FreeBSD on EC2 via defenestrationOn December 13th I announced the availability of FreeBSD on EC2 t1.micro instances, and on March 22nd I announced the availability of FreeBSD on EC2 cc1.4xlarge "cluster compute" instances; but for most people, these options were either too small or much too large. Today I am happy to announce the availability of FreeBSD on EC2 m1.large and m1.xlarge "standard" instances; m2.xlarge, m2.2xlarge, and m2.4xlarge "high-memory" instances; and c1.xlarge "high-CPU" instances.
The primary factor which has been limiting FreeBSD availability on EC2 until now is FreeBSD's poor paravirtualized Xen support. FreeBSD's 32-bit paravirtualized Xen support is far from perfect; and FreeBSD doesn't have 64-bit paravirtualized Xen support at all. Aside from the recently launched "cluster compute" instances, EC2 uses paravirtualization for all UNIX instances; and at the present time, t1.micro instances are the only ones compatible with FreeBSD's paravirtualized Xen support.
EC2 Windows instances, on the other hand, are launched in HVM (Hardware Virtual Machine) mode — which FreeBSD supports very well. If we can somehow trick EC2 into launching FreeBSD the same way as it launches Windows, we can run FreeBSD on a wide range of instance types. How can we trick EC2? Take advantage of the fact that Elastic Block Store disks can be detached from EC2 instances and reattached to different instances, and replace the boot disk of a "Windows" instance with a disk containing FreeBSD. In other words, defenestrate the EC2 instance. (Note to pedants: While "defenestrate" usually means "to throw out of a window", etymologically it could equally mean "to throw windows out" — and the Oxford English Dictionary does show a recorded use in this sense dating from 1927.)

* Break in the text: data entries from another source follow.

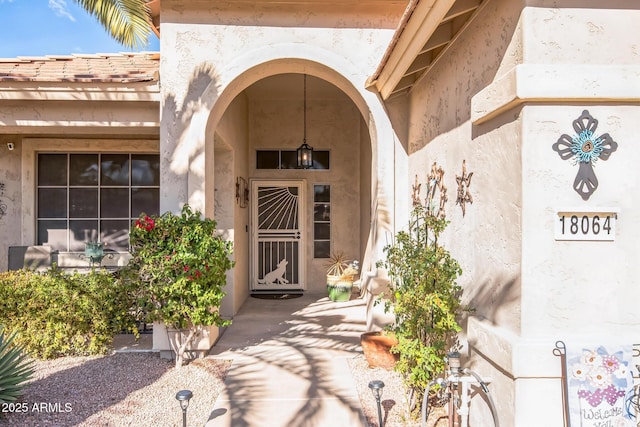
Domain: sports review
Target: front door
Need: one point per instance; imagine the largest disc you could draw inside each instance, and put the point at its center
(277, 230)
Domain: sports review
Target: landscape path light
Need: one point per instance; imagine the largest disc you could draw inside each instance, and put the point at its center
(183, 396)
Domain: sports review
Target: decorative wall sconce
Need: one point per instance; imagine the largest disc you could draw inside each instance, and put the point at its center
(242, 192)
(415, 192)
(305, 152)
(436, 192)
(464, 181)
(585, 148)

I actually tried this over a year ago without success; I'm not sure why it didn't work at that point, but a few weeks ago a little bird suggested that I should try it again, and this time it worked... modulo a slight incompatibility in the Xen block device parameter negotiation protocol which I needed to patch around. Once I had a "Windows" instance running FreeBSD, turning it into an AMI was easy: EC2 provides a "Create Image" operation which takes a running instance and bundles it — including its attached disks and metadata such as the fact that it is a "Windows" instance — into a new AMI.
There is one downside to this approach, however: Because, as far as EC2 is concerned, instances launched from the defenestrated AMI are still running Windows, they are billed at the hourly rates for Windows instances — anywhere from 24% to 71% higher than the pricing for non-Windows instances. We can hope that some day Amazon will make HVM available without the need for defenestration; but until then, FreeBSD users will be paying the Windows tax on the cloud just like we do on laptops.
Still, even with the Windows tax, I imagine "filling in the gap" between t1.micro instances and cluster compute instances will prove useful to many FreeBSD users. In the US-East region FreeBSD 8.2b-RELEASE (8.2 plus my patches) is now available for 64-bit instances as ami-c69862af; go spawn some daemons!